Following on its exclusive that James Ellroy was scripting a remake of “Laura,” The Hollywood Reporter posted an excerpt of Chapter 2 from Ellroy’s upcoming novel “Perfidia.” It’s a brief selection, and it may not reflect the entire book, but I suspect it’s enough to show once again that that Ellroy long ago crossed over from writer into self-parody.
I can’t claim to be intimately familiar with all of Ellroy’s works. I thought “My Dark Places” was probably the best of what I have read because his notorious excesses were mostly restrained. My friend Miles Corwin is a big fan of “The Hilliker Curse,” but having been friends with Ellroy during some of that period in his life, I have no desire to read about it.
As Ellroy’s throngs of ardent fans will recall, “Perfidia” is the first of a new quartet that is a prequel to his “L.A. Quartet” that began with “The Black Dahlia” (1987) and continued through “The Big Nowhere” (1988), “L.A. Confidential” (1990) and “White Jazz” (1992).
This excerpt is described as a diary entry kept by Kay Lake, who appears in the novel “The Black Dahlia” and was played by Scarlett Johansson in the ghastly and grotesque 2006 Brian De Palma movie, adapted from the novel by Josh Friedman.
Keep in mind that this is supposed to be a diary. Kept by a female character.
It is, however, Ellroy’s typical jagged, awkward prose with the usual odd rhythms, overburdened with stiff, starched words the length of a freight train and it is no different than every other piece of Ellroy’s jagged, awkward, overburdened and eccentric prose, as if written by a computer stuffed with Ellroy’s complete works.
For example: A kangaroo court is “convened” not “held” or the typical clumsy sentences: “He entered my life to facilitate my destiny” and “The girl was slow to condemn or exonerate the man accused.” Awkward, dry and dull.
Consider this:
“I live a dilettante’s life now. My compulsive sketch artistry is a schoolgirl’s attempt to capture confounding realities. My piano studies and emerging proficiency with the easier Chopin nocturnes stall my pursuit of a true cause.
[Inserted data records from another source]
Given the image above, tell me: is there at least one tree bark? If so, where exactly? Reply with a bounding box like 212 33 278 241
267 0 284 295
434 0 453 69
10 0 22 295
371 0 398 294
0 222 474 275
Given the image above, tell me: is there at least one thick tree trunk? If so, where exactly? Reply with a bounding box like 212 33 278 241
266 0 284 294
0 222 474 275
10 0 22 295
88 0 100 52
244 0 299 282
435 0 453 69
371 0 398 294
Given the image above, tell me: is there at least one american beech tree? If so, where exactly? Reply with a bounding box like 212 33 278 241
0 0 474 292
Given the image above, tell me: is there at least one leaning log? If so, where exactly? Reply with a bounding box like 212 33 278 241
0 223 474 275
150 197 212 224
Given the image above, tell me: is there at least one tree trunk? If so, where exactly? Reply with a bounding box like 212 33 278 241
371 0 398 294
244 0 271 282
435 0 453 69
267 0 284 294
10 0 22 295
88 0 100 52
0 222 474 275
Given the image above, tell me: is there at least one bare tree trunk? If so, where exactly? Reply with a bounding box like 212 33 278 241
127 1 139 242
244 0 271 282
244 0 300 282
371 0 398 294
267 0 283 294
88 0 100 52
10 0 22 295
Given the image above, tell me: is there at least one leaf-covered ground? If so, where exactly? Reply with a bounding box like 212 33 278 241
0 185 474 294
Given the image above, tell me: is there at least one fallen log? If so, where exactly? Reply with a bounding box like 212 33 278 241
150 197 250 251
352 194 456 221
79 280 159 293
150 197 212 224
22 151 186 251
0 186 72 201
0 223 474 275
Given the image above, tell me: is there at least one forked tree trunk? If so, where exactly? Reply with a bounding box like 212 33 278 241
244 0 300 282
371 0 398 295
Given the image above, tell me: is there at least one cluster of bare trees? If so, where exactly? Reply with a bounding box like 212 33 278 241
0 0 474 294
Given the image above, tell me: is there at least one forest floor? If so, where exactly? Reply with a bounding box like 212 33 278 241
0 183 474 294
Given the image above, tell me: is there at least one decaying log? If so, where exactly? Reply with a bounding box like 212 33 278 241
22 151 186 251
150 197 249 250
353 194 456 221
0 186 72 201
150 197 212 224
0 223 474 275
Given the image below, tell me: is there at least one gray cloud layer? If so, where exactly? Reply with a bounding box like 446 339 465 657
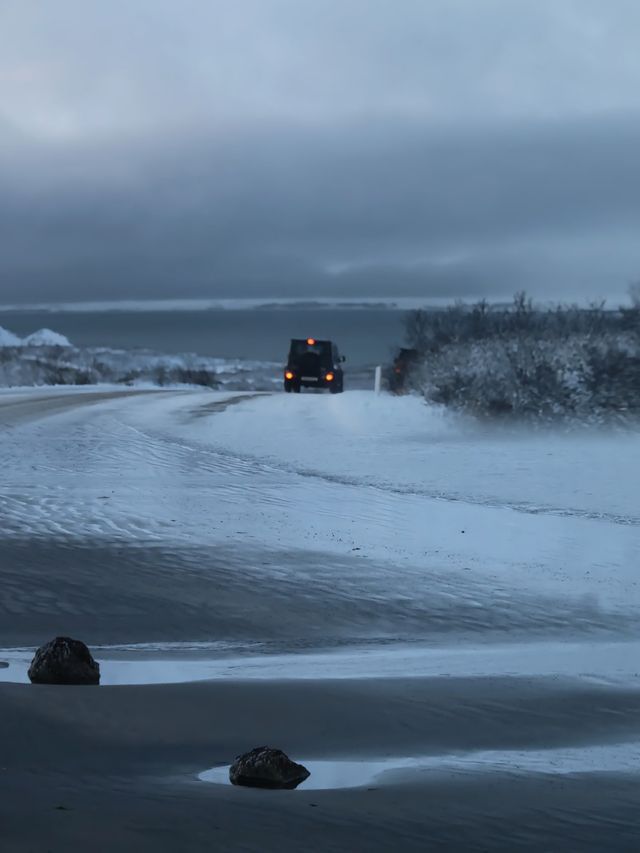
0 0 640 302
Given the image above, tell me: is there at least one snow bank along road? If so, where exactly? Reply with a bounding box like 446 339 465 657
0 389 640 664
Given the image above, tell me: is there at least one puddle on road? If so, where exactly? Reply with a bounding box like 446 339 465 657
198 758 420 791
198 742 640 791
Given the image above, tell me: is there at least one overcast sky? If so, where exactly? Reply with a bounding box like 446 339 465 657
0 0 640 303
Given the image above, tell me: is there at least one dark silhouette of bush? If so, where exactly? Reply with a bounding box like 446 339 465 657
405 293 640 420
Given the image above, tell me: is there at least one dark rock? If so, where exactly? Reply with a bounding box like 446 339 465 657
29 637 100 684
229 746 311 788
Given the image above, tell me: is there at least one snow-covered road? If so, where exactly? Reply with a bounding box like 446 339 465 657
0 389 640 660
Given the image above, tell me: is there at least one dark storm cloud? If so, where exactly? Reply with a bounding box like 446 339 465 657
0 0 640 302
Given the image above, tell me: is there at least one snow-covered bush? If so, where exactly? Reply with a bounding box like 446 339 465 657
407 297 640 421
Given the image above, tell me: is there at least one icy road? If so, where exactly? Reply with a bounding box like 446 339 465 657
0 388 640 679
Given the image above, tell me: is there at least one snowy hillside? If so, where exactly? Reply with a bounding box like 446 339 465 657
0 327 281 390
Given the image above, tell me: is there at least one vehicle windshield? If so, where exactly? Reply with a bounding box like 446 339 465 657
289 340 331 360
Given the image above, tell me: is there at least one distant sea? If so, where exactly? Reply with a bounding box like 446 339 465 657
0 301 416 367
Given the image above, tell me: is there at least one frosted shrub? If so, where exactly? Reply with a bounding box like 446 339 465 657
409 298 640 421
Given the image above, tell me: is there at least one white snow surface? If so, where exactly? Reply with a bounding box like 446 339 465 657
0 384 640 612
0 326 72 347
0 326 22 347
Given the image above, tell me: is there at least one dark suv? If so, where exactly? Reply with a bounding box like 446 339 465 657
284 338 344 394
387 347 421 394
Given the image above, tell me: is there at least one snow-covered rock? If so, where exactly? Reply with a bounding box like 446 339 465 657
229 746 310 788
29 637 100 684
22 329 71 347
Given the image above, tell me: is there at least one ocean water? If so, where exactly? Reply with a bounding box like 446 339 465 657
0 306 406 367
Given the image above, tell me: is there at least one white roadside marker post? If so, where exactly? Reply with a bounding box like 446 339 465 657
373 365 382 394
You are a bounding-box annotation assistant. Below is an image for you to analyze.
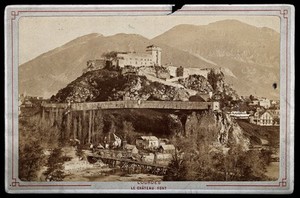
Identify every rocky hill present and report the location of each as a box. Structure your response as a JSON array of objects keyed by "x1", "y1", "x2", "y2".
[
  {"x1": 51, "y1": 69, "x2": 189, "y2": 102},
  {"x1": 19, "y1": 33, "x2": 216, "y2": 97},
  {"x1": 51, "y1": 66, "x2": 238, "y2": 103}
]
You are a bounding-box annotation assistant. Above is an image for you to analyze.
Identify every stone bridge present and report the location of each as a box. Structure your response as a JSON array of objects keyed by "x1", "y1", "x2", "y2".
[
  {"x1": 41, "y1": 101, "x2": 219, "y2": 144},
  {"x1": 42, "y1": 100, "x2": 219, "y2": 111}
]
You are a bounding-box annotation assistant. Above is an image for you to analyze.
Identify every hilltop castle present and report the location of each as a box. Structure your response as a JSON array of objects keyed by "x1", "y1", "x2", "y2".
[
  {"x1": 84, "y1": 45, "x2": 162, "y2": 73},
  {"x1": 115, "y1": 45, "x2": 161, "y2": 67}
]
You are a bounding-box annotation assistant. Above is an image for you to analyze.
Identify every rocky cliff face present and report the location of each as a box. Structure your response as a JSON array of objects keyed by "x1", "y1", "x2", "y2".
[
  {"x1": 178, "y1": 75, "x2": 213, "y2": 93},
  {"x1": 185, "y1": 112, "x2": 250, "y2": 150}
]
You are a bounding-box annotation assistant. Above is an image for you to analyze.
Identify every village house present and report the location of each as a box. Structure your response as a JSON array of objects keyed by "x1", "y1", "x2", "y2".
[
  {"x1": 135, "y1": 136, "x2": 159, "y2": 149},
  {"x1": 259, "y1": 98, "x2": 271, "y2": 109},
  {"x1": 250, "y1": 111, "x2": 274, "y2": 126},
  {"x1": 124, "y1": 144, "x2": 139, "y2": 155},
  {"x1": 158, "y1": 144, "x2": 175, "y2": 155},
  {"x1": 229, "y1": 111, "x2": 250, "y2": 119}
]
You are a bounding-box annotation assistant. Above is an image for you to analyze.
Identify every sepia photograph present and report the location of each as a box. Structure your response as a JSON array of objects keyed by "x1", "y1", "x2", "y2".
[{"x1": 5, "y1": 4, "x2": 293, "y2": 191}]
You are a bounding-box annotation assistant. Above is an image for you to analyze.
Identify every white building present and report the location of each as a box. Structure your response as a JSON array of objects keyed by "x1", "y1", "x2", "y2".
[
  {"x1": 136, "y1": 136, "x2": 159, "y2": 149},
  {"x1": 259, "y1": 98, "x2": 271, "y2": 109},
  {"x1": 115, "y1": 45, "x2": 161, "y2": 67}
]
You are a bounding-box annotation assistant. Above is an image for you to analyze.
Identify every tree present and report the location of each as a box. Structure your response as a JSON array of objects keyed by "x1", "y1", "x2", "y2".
[
  {"x1": 122, "y1": 121, "x2": 135, "y2": 144},
  {"x1": 207, "y1": 70, "x2": 224, "y2": 91},
  {"x1": 19, "y1": 141, "x2": 44, "y2": 181},
  {"x1": 44, "y1": 148, "x2": 64, "y2": 181},
  {"x1": 163, "y1": 153, "x2": 187, "y2": 181}
]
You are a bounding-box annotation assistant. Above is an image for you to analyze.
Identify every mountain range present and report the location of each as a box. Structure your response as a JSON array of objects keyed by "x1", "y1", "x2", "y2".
[{"x1": 19, "y1": 20, "x2": 280, "y2": 99}]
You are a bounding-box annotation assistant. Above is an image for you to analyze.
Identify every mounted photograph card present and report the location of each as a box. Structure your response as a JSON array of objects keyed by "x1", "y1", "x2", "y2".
[{"x1": 5, "y1": 5, "x2": 295, "y2": 194}]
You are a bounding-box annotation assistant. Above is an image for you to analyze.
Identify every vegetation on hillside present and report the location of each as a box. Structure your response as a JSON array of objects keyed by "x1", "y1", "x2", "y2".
[{"x1": 164, "y1": 114, "x2": 269, "y2": 181}]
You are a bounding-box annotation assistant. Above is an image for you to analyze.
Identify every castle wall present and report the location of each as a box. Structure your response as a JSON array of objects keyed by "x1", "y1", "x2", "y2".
[{"x1": 117, "y1": 53, "x2": 154, "y2": 67}]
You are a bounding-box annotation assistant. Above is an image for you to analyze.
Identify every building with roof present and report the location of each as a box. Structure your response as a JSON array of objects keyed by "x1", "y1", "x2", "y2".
[
  {"x1": 135, "y1": 136, "x2": 159, "y2": 149},
  {"x1": 250, "y1": 111, "x2": 275, "y2": 126},
  {"x1": 259, "y1": 98, "x2": 271, "y2": 109},
  {"x1": 115, "y1": 45, "x2": 161, "y2": 67},
  {"x1": 124, "y1": 144, "x2": 139, "y2": 155},
  {"x1": 158, "y1": 144, "x2": 175, "y2": 154}
]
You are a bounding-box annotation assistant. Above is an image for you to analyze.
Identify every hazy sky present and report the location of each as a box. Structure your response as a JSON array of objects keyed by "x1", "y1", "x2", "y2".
[{"x1": 19, "y1": 15, "x2": 280, "y2": 64}]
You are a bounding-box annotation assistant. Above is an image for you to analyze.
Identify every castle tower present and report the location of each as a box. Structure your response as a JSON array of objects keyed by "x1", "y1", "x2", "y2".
[{"x1": 146, "y1": 45, "x2": 161, "y2": 66}]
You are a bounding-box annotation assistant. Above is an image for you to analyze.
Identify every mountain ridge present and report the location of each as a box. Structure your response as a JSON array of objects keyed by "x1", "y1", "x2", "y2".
[{"x1": 19, "y1": 20, "x2": 279, "y2": 100}]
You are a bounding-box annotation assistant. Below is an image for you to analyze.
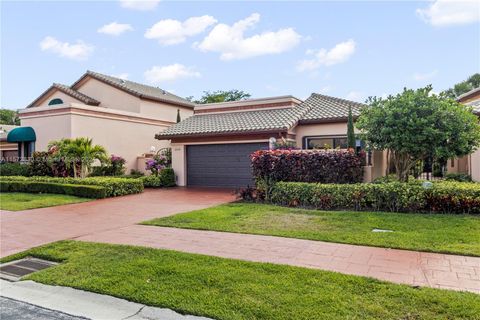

This lovely home in no way allays my psychic discomfort… “
Or this:
“Sioux Falls was an insufficient destiny. The winter cold spells and summer heat waves left people dead. Indians strayed from nearby reservations and stabbed one another in speakeasies. Klansmen broke a Negro man out of the county jail…. The Klansmen staked him over a red-ant hill in mid-August. The summer or the ants killed him.”
Do you see how generic this is, as if Ellroy just grabbed it out of the air? Which Indians? Which reservation? And since when did the Klan bother with a trial and avoid its preferred methods of execution, which were the rope and the gun?
Billy Wilder once said of Marilyn Monroe that she was like a man who has written a hit song and thinks he can compose a symphony. And so it is with James Ellroy. After failing to break out of genre fiction with “Cold Six Thousand,” he has returned to his old haunts and found nothing but ghosts.